I settled my free hand over hers, stopping her before she distracted me.

She was right, though. She’d spent so much time giving herself to me, and I hadn’t done the same. But now with all the secrets between us revealed, we could truly begin. And I’d promised to give that to her. Despite the lead weight settling in my stomach, I gave her what she needed. What she deserved.

“She was beautiful,” I said, and her hand beneath mine flipped over and grabbed hold of me.

“She was kind and quiet. Her laughs were whispers and I never heard her raise her voice. But she had this gentle strength that held our family together, that changed hearts of kids who came to us damaged and untrusting.”

“How did that start? Why did they start fostering kids?”

My chest warmed beneath her touch, from the inside of my bones. “My mom’s delivery with me wasn’t easy… she struggled and couldn’t hold me for several days. After, when they wanted more kids, my dad refused for fear of what it did to her. I didn’t learn until I was older, when I asked these questions and it messed with my head.”
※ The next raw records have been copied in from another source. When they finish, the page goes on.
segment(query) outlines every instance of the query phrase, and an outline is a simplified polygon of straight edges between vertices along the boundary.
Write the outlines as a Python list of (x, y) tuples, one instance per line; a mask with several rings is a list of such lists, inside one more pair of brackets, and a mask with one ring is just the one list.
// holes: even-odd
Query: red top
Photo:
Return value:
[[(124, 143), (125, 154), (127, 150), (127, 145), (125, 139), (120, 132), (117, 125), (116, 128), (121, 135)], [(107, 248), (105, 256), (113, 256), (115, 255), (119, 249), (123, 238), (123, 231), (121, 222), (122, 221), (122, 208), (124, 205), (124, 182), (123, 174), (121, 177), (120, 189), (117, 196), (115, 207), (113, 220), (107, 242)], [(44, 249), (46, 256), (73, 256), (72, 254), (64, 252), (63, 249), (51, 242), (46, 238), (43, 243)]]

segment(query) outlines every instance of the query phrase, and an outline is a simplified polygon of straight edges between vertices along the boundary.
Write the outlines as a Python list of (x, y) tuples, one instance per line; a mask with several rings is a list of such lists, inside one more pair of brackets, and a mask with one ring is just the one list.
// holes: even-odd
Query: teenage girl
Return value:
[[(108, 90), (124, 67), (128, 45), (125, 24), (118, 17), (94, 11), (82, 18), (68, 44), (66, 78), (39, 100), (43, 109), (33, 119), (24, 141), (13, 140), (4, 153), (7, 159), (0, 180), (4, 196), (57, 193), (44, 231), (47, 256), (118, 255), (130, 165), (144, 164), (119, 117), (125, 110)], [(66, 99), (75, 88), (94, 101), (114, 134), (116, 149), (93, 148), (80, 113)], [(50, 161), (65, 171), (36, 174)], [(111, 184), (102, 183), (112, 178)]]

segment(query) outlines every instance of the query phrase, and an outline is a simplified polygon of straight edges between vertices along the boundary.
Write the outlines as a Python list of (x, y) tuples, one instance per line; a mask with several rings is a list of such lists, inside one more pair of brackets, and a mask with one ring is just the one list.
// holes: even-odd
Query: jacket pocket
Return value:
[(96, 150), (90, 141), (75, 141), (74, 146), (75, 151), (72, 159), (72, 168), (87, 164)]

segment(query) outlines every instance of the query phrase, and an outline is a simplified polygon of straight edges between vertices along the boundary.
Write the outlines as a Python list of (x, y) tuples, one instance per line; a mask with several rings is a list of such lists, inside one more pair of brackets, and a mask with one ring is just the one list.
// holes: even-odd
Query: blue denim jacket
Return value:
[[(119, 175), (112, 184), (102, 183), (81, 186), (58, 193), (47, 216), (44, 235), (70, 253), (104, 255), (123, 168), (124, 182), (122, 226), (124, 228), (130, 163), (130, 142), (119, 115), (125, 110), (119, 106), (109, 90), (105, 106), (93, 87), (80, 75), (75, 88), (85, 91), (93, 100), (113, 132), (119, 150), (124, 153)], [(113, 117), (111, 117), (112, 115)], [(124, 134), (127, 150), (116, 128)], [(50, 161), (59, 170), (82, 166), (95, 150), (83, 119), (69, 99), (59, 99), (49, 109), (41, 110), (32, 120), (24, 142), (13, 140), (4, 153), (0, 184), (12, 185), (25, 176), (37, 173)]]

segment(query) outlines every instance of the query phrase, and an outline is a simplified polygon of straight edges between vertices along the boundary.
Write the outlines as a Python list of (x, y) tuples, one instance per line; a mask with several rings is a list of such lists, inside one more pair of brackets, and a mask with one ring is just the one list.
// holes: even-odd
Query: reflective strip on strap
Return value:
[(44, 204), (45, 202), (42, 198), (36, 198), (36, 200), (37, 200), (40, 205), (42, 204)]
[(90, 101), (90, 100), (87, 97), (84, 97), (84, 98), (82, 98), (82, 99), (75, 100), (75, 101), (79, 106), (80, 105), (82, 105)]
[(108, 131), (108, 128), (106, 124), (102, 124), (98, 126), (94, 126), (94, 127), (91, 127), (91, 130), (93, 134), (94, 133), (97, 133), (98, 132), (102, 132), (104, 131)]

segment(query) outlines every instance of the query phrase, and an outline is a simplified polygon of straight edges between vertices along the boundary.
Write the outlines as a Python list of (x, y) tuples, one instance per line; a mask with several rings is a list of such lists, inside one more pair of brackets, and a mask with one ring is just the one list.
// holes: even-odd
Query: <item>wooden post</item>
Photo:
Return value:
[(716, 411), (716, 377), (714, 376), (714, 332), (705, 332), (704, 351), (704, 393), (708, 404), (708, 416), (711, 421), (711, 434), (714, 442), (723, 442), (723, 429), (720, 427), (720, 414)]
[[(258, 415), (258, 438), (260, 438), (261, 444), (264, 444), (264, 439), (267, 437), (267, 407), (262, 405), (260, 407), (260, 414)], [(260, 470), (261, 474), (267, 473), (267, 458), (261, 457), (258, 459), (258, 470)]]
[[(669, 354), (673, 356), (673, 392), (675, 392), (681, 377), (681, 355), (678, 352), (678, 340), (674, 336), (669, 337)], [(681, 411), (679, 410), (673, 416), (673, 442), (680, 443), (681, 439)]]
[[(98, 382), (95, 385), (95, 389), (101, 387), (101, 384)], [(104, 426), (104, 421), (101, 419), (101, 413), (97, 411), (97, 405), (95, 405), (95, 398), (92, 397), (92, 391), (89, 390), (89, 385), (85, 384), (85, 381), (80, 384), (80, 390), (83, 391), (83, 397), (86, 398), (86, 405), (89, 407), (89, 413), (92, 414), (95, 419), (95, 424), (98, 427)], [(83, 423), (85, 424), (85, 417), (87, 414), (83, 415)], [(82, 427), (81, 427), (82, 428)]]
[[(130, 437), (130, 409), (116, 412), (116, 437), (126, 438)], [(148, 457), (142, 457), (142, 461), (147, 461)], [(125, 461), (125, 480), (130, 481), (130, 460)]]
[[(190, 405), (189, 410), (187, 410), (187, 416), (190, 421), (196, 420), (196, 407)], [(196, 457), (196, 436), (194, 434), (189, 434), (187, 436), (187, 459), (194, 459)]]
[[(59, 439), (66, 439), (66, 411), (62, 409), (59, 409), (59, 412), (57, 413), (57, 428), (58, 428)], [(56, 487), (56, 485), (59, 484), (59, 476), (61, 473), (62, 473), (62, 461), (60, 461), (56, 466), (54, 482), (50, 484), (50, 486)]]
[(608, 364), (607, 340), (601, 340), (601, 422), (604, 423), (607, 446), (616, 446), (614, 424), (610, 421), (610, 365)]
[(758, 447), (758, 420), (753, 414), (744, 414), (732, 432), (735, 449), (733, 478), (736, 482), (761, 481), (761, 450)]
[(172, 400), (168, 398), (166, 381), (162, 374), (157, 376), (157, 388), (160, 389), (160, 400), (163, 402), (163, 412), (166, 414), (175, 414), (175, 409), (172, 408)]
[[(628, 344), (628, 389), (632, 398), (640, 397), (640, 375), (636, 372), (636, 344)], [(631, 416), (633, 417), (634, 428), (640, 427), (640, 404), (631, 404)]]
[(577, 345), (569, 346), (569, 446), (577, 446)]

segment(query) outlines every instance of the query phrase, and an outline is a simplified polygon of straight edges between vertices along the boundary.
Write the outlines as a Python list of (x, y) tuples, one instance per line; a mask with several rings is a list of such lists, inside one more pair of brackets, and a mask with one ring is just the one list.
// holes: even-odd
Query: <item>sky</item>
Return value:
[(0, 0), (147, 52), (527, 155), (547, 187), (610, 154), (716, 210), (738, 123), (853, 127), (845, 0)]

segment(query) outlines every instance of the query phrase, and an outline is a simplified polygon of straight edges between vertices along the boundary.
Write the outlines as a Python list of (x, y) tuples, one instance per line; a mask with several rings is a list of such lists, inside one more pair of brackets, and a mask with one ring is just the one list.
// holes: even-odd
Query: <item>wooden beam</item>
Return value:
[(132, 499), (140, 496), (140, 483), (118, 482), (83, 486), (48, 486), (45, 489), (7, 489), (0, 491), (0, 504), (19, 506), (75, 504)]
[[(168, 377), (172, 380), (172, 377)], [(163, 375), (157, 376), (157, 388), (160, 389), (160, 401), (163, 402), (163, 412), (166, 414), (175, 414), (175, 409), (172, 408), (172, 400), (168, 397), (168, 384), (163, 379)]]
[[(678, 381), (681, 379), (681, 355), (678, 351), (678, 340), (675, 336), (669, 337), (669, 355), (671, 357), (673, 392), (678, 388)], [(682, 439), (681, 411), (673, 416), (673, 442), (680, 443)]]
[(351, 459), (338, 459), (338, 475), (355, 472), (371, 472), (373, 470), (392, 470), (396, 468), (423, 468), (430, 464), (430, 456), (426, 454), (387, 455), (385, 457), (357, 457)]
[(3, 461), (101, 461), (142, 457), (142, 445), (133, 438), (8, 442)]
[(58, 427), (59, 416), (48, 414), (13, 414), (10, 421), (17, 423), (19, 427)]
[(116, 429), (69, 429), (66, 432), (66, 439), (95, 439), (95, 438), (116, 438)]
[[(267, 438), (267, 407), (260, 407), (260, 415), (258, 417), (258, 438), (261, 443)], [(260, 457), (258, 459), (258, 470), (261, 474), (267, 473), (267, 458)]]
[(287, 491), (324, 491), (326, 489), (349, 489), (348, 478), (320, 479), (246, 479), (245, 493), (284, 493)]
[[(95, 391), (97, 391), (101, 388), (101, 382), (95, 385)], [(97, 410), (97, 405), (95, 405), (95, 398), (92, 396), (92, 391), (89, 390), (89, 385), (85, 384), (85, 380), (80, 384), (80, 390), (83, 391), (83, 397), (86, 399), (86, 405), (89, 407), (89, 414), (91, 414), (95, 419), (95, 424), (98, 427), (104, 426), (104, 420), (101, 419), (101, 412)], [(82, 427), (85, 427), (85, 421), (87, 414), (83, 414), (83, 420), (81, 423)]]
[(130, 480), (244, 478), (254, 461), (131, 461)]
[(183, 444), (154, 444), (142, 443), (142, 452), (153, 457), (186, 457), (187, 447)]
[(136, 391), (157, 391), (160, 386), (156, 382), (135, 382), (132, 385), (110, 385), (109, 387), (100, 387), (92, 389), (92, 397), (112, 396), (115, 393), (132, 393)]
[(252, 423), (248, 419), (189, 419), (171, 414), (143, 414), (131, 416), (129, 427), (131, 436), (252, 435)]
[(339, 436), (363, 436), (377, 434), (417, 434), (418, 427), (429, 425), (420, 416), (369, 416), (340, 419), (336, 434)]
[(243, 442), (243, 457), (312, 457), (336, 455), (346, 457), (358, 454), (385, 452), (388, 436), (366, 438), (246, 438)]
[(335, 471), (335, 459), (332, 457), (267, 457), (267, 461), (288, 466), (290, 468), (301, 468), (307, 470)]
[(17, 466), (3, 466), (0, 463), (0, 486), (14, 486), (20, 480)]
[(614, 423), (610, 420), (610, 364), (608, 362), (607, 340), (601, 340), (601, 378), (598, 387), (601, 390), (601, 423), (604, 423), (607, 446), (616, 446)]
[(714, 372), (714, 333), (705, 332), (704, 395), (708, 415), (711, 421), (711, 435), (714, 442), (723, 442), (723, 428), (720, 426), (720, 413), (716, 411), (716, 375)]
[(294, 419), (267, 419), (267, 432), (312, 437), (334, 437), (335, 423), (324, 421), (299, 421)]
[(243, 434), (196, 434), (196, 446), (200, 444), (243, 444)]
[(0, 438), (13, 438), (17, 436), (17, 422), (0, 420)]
I shoved a hand through my hair and scraped it over my scruff. It’d been years since I talked of this.

“Why?”

“Because I almost killed my mom.”

“Hudson—”

“I know.” I squeezed her hand and kissed her forehead. “I know I didn’t, but I also did, you know? And when I asked, when I was eight or so, that was a lot to bear. But anyway, they wanted more children after Melissa and me, and they debated… adoption or fostering, or possible fostering that would lead to adoption. I think that’s why they chose fostering. They could help kids and love them but could possibly adopt down the road.”

“But they didn’t?”

“None except for Brandon. Most kids… most went back to their homes or to homes where they were adopted.”